The limited crossover power is even true in places that were bright spots for Democrats. Biden flipped longtime Republican stronghold Kent County, Michigan, which includes Grand Rapids, Gerald Ford’s hometown. But those gains were built more on the local electorate getting younger than any measurable surge of conservatives backing Biden.
Joe Farrington ran for Congress as a “working class Republican” and owns a bar in Lyons, Michigan, about 50 miles east of Grand Rapids, in Ionia County, where Trump won nearly two-thirds of the vote. During a candidates’ debate, he called Trump “somewhat of an idiot” — and finished fourth in a five-way primary race.

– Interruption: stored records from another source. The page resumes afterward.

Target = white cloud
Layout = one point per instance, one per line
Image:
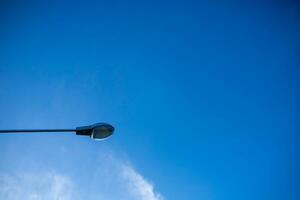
(49, 186)
(138, 186)
(112, 179)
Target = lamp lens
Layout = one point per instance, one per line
(102, 132)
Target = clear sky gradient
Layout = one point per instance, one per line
(204, 96)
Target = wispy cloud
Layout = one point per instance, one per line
(117, 180)
(138, 186)
(48, 186)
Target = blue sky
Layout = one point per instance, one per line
(204, 97)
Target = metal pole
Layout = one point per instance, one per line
(37, 130)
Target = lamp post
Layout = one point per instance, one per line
(98, 131)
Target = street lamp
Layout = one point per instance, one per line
(97, 131)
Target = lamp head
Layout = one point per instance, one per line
(97, 131)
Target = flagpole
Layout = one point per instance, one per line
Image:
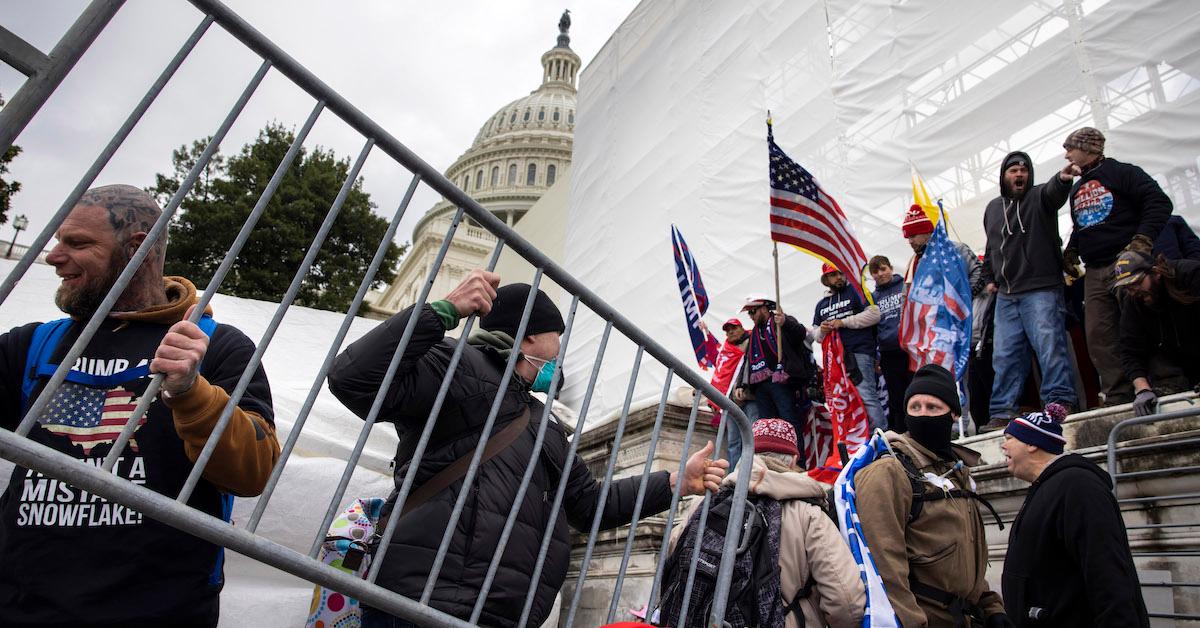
(779, 330)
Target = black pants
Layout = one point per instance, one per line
(979, 380)
(898, 376)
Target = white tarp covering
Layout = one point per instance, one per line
(257, 594)
(672, 130)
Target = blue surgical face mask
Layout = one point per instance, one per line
(545, 374)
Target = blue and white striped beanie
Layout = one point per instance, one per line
(1041, 429)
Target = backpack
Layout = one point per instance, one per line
(347, 548)
(47, 338)
(919, 496)
(755, 597)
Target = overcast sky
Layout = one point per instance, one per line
(429, 72)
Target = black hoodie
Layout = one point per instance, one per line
(1024, 249)
(1068, 554)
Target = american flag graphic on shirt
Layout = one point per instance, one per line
(90, 417)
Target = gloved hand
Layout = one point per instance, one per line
(1071, 263)
(1141, 244)
(999, 621)
(1145, 402)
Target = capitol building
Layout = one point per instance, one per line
(517, 155)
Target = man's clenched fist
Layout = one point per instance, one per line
(179, 356)
(475, 293)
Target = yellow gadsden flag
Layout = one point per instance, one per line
(921, 196)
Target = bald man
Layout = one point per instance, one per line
(69, 557)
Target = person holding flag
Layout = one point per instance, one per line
(729, 364)
(918, 229)
(907, 507)
(844, 309)
(778, 364)
(935, 323)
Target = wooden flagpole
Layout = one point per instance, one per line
(779, 329)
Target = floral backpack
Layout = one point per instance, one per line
(346, 548)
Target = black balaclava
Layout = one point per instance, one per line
(934, 432)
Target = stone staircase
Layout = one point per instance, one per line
(1165, 551)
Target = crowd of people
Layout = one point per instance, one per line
(72, 558)
(1138, 283)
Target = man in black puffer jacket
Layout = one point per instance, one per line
(1115, 207)
(1068, 562)
(355, 378)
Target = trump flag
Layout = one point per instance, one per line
(935, 323)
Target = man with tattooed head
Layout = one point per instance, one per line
(69, 557)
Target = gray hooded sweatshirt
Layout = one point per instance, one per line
(1024, 247)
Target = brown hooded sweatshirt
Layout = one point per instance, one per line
(945, 546)
(249, 448)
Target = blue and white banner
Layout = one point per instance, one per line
(695, 300)
(880, 612)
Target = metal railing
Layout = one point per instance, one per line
(46, 72)
(1117, 476)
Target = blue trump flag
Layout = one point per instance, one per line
(935, 323)
(880, 612)
(695, 300)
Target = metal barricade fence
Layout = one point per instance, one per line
(1179, 498)
(46, 72)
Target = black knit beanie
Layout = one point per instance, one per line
(934, 380)
(508, 306)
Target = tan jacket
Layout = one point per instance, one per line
(249, 448)
(945, 548)
(809, 543)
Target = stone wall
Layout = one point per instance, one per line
(1159, 446)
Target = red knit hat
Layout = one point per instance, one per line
(774, 435)
(916, 222)
(733, 322)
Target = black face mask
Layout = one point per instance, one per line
(933, 432)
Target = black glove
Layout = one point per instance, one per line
(999, 621)
(1145, 402)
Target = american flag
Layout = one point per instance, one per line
(90, 417)
(803, 215)
(935, 322)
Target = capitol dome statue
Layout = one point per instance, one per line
(517, 154)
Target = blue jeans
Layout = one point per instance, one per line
(868, 390)
(1031, 320)
(378, 618)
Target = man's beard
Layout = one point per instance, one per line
(83, 301)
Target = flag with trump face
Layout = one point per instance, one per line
(935, 322)
(695, 301)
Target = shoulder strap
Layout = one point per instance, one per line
(457, 470)
(919, 496)
(915, 482)
(803, 593)
(45, 346)
(46, 339)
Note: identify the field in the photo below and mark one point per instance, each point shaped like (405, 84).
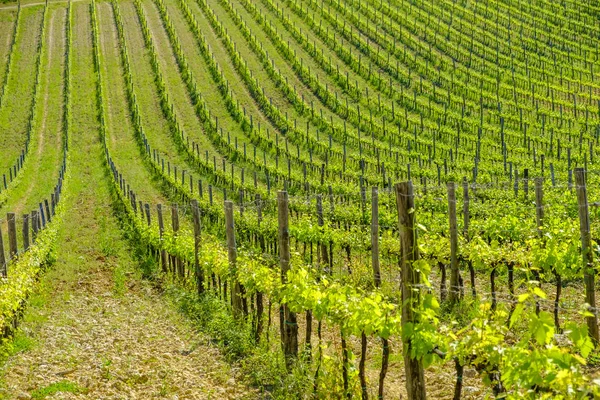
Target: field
(276, 199)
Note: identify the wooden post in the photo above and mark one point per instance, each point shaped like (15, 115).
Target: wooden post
(177, 264)
(539, 216)
(3, 268)
(526, 182)
(375, 236)
(586, 251)
(12, 235)
(323, 246)
(199, 276)
(34, 225)
(161, 231)
(466, 216)
(236, 299)
(147, 209)
(539, 207)
(259, 295)
(405, 201)
(454, 273)
(26, 231)
(290, 328)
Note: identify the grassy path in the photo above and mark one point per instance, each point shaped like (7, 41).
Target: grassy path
(18, 93)
(40, 173)
(94, 329)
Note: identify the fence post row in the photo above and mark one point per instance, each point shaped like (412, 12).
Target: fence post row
(12, 235)
(3, 266)
(290, 326)
(236, 292)
(199, 275)
(586, 250)
(415, 379)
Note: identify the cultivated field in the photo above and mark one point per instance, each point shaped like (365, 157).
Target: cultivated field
(299, 199)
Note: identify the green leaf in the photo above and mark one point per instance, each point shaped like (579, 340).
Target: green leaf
(539, 292)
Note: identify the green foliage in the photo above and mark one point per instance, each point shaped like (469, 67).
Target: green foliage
(58, 387)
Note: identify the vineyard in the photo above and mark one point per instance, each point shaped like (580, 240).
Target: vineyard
(350, 198)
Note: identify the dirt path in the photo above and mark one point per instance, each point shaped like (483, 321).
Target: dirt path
(94, 329)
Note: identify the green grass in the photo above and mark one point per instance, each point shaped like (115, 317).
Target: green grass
(16, 103)
(119, 130)
(58, 387)
(40, 173)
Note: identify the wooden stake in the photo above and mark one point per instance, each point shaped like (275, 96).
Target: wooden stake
(375, 236)
(197, 231)
(586, 251)
(405, 201)
(26, 231)
(161, 231)
(290, 328)
(236, 299)
(12, 235)
(454, 273)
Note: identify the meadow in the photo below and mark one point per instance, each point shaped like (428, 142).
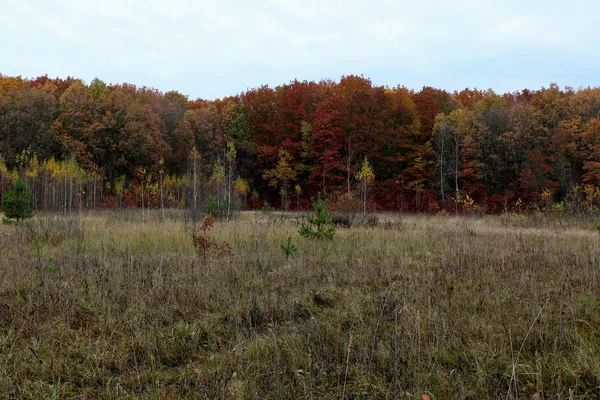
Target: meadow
(110, 305)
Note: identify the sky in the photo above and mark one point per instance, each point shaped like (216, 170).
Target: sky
(212, 49)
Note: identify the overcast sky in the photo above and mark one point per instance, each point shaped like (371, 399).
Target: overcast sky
(212, 49)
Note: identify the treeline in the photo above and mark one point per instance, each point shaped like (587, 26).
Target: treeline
(97, 145)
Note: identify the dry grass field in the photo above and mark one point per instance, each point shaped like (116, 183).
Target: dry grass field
(105, 306)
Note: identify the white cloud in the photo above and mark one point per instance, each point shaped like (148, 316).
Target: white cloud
(216, 48)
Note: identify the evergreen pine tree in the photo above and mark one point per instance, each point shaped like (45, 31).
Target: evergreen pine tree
(319, 225)
(17, 202)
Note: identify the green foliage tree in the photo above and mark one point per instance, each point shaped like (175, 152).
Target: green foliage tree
(17, 202)
(289, 249)
(319, 225)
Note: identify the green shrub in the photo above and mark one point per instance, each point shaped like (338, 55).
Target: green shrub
(17, 202)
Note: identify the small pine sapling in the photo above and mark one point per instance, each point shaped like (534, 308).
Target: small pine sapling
(319, 225)
(289, 249)
(17, 203)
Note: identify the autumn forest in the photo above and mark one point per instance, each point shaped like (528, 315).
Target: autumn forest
(98, 145)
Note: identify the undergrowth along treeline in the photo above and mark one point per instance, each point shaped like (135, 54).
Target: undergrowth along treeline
(101, 305)
(96, 145)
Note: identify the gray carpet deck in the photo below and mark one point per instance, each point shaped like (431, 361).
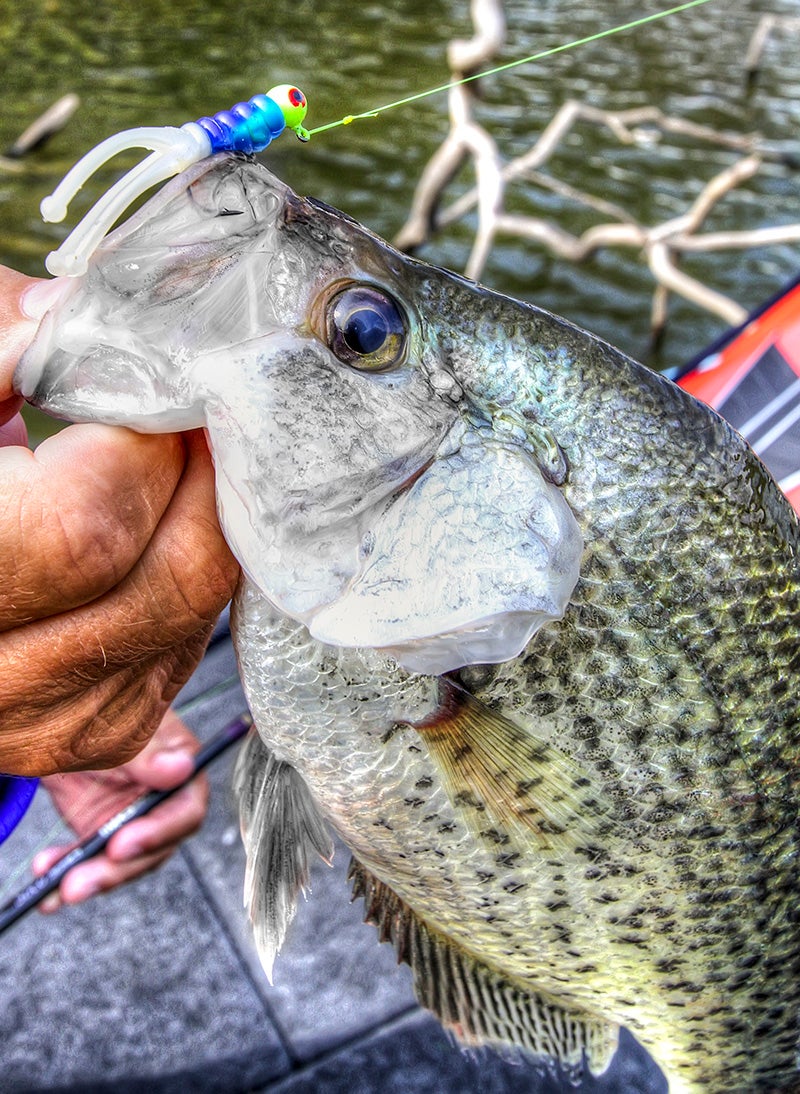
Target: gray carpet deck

He says Biden is doing the right thing on infrastructure, social issues and the environment. Still, Farrington said he’ll remain loyal to the Republican Party — even if he runs for Congress again in 2022 in opposition to much of what it stands for. “We need to change it from within,” he says.
Scott Carey, former general counsel of the Tennessee Republican Party, wrote an op-ed in October saying he was voting for Biden. He’s been mostly satisfied so far — but not about to become a born-again Democrat. He worries about tax increases and government overreach.
“I don’t see myself becoming a big Harris, or certainly a Bernie fan or anything like that,” Carey said of Vice President Kamala Harris and liberal Sen. Bernie Sanders. If Biden decides not to seek a second term in 2024, Carey said, he’d be more excited about Republicans, including “some governors I’ve never even heard of who would step up post-Trump and bring us back to sound governing policies.”